When would be a good time to show mercy? Tomorrow, maybe? After all, today is a day of rest. We don’t want to do work on a day of rest. After all, even God rested on the seventh day, right? But as Jesus said, even the most observant of first-century Jews will lead their animals to the feeding trough and to water on the Sabbath. Why? Because animals don’t know about the Sabbath and they don’t care. If you don’t believe me, come to my house at about 5:30 or 6 in the morning and ask my cat. All animals know is that it’s time to be fed or watered or milked and they don’t know or care about our customs, calendars or our need to sleep in. So feeding, watering and milking farm animals on the Sabbath was allowable because it was the right and sensible thing to do. So, Jesus asks in effect, if it is okay to show mercy to your animals on the Sabbath, then why can’t we show mercy—heal—a daughter of Abraham on the Sabbath?
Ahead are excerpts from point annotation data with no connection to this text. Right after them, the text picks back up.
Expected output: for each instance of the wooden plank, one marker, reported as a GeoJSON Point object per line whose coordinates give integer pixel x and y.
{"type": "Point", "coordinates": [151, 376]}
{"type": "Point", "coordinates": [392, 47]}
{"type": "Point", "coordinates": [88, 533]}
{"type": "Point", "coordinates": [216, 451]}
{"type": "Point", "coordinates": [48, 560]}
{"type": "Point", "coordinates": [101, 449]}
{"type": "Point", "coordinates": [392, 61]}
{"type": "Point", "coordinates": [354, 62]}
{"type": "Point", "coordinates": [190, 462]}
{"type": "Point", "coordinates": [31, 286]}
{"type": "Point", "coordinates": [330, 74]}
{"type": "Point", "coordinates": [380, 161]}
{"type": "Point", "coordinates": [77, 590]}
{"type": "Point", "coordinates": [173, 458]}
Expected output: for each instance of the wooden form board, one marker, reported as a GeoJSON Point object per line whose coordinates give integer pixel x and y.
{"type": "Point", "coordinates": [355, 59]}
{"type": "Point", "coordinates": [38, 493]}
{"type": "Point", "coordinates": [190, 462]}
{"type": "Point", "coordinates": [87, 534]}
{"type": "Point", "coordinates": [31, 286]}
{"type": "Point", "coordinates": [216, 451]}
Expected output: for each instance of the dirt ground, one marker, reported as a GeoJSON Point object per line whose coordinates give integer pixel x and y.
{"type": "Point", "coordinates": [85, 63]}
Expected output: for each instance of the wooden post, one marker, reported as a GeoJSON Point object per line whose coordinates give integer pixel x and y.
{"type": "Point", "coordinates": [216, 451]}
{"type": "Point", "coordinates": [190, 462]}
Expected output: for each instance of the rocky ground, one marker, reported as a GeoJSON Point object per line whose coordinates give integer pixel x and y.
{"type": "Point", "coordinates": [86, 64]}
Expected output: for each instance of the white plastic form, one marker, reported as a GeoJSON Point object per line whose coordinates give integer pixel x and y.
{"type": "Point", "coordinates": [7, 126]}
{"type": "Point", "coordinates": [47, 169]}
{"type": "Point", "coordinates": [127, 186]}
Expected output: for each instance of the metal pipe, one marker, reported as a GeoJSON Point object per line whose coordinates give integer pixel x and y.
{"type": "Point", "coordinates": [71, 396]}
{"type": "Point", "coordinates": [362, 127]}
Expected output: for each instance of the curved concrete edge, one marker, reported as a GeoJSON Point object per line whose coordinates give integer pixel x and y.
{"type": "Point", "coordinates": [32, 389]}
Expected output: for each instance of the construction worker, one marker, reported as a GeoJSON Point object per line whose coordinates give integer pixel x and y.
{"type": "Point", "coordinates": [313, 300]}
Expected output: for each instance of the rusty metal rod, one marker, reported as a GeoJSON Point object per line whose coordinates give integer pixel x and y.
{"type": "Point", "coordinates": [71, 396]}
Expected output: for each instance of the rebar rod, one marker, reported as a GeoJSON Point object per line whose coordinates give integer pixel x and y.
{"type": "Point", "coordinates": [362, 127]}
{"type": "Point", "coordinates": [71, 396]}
When is a good time to show mercy? Now is a good time to show mercy. Right now.

And I have another question for this Leader-dude. Where is a good place to show mercy? Underneath his complaint about the Sabbath, the man who stirred up the people in the congregation with his grumbling was also complaining about the place of the healing. This is a house of worship, not a clinic. This is sacred ground, where sacred words are said in sacred ways. Take it outside.

So where is a good place to show mercy? Jesus’ invitation to the woman and his healing of her brokenness says that showing mercy, compassion and healing what binds and breaks us is as much the worship of God as all the sacred words and ritual we can muster. In fact, one without the other is pretty much empty. If our worship doesn’t drive us to mercy, then we are not really worshiping God. If our compassion doesn’t show us the face of God, then we are not listening. If our rituals only reinforce our fears then we are only huddling against the cold instead of turning ourselves to God.

Where is the place to show mercy? Here is the place to show mercy. Right where we are, right now.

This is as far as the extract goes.